Com os olhos já inchados após tantas lágrimas escorridas, ela resolve, finalmente, ligar para ele. havia ponderado por muito tempo para tomar tal decisão, e estava completamente certa do que falaria.
- Eu já não te disse que preciso de um tempo para pensar?
- Por favor, me deixe falar. Eu não estou ligando para o meu namorado, ou ex, nesse momento. Não. Há um minuto eu peguei meu antigo aparelho de telefone - aquele que eu tinha antes de começarmos a namorar, lembra? - coloquei o chip e procurei na agenda o contato “irmão”. Liguei para esse número, o que me garante que, agora, estou falando com o meu melhor amigo. Aquele que me escutava mesmo quando eu estava insuportável, aquele que queria o meu bem e deixava isso extremamente claro…
- Mas, Han…
- Eu quero falar, posso? Eu peguei o telefone, depois de muito chorar, porque eu percebi a falta que o meu melhor amigo fazia nesse meu momento de tristeza. Eu percebi que era do abraço dele que eu precisava, das piadas bobas dele tentando me fazer sorrir, mesmo quando tudo o que eu quero no mundo é chorar até não sobrar uma gota sequer de água dentro de mim. Por isso eu resolvi ligar para você. O você de antes, o que me chamava de irmãzinha e implicava com o meu cabelo. E, Dougie, foi isso que eu fiz. O que quero te contar agora é sobre o garoto que partiu meu coração. Não, perdão. Ele não fez nada de errado. A culpada da história fui eu, mais uma vez. Quem criou expectativas, esperanças e depositou fichas nesse relacionamento fui eu. Lembra, Doug, como eu sempre me precipitava sobre todos os garotos dos quais gostava, e acabava quebrando a cara no final? Pois então, com esse eu achei que seria diferente. Sim, mais uma vez. Você deve estar rindo da minha ingenuidade agora, não é mesmo? O que está usando para tampar o telefone?
- Você me disse que queria falar.
- E quero. Muito obrigada. Então, como eu disse, mais uma vez eu depositei esperança demais em algo do qual eu não tinha garantias. Acreditei profundamente nesse amor que eu sinto por ele, e achava que seria suficiente. Mas, adivinha, Doug? Não foi. De novo. Ele nunca me garantiu nada, sabe? Nunca disse que tinha certeza do que sentia por mim do mesmo jeito que eu confiava profundamente no que sentia por ele. Mas por mim estava tudo bem, eu não me importava, contanto que o tivesse ao meu lado. Pelo menos, eu achava que assim seria. Mas não aconteceu. Mais uma vez eu estava errada sobre a minha pessoa. Sabe, Dougie, é impressionante o quanto você conhece de mim. Tenho certeza que, se eu tivesse contado isso a você com essas palavras antes, você teria me advertido do final, não é mesmo?
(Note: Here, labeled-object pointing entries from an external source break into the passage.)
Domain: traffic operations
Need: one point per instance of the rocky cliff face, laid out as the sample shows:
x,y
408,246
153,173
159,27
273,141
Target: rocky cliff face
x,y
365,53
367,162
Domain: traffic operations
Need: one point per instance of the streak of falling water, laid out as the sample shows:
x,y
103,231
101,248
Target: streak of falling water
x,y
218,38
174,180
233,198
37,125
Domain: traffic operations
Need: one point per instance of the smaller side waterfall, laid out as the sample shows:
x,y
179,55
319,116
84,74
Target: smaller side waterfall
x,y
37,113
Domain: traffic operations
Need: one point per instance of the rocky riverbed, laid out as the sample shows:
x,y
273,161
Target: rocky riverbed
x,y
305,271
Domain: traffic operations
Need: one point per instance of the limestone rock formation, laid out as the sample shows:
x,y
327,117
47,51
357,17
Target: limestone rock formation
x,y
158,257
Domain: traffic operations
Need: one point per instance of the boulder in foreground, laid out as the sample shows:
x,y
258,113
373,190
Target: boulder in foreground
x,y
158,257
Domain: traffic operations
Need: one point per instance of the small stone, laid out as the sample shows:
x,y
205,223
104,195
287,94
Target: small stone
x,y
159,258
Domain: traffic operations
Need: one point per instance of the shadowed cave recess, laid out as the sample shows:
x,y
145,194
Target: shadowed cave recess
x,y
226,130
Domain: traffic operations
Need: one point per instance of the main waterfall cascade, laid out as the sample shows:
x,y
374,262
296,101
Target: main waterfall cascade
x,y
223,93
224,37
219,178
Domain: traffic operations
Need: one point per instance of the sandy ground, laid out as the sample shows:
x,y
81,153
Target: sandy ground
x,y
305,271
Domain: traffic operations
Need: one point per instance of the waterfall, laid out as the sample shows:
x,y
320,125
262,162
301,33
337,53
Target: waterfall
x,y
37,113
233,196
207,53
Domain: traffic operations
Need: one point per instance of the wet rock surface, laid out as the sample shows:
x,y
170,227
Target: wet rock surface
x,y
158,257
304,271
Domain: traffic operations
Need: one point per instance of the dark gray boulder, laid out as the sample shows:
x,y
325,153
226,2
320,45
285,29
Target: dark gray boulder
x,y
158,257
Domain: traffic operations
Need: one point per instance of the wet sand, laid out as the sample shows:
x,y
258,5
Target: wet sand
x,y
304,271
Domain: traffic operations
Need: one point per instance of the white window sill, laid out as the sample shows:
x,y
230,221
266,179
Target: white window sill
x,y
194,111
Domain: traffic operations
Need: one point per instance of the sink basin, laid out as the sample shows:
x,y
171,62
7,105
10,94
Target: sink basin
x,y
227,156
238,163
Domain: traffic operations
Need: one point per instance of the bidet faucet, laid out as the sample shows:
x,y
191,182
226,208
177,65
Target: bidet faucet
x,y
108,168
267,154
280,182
Então, Doug… Eu o amo. Muito. No entanto, não acredito que haja reciprocidade. Apesar de ele ter me garantido que me ama, eu tenho medo. Medo de que o amor dele não seja o mesmo que o meu. Ah, Dougie, não sei o que fazer. Sei que estou sendo imbecil mais uma vez, mas eu não quero perdê-lo.
- Vou ter que desligar.
- Porque, Doug? O que aconteceu?
- Preciso dar uma lição em um idiota que machucou o coração da minha irmã.
- Pare de palhaçada, seu bobo.
- E, enquanto eu faço isso, você me faz um favor?
- Sempre.

- Destroque o aparelho do telefone. Algo me diz que um tal “amor” quer falar com você.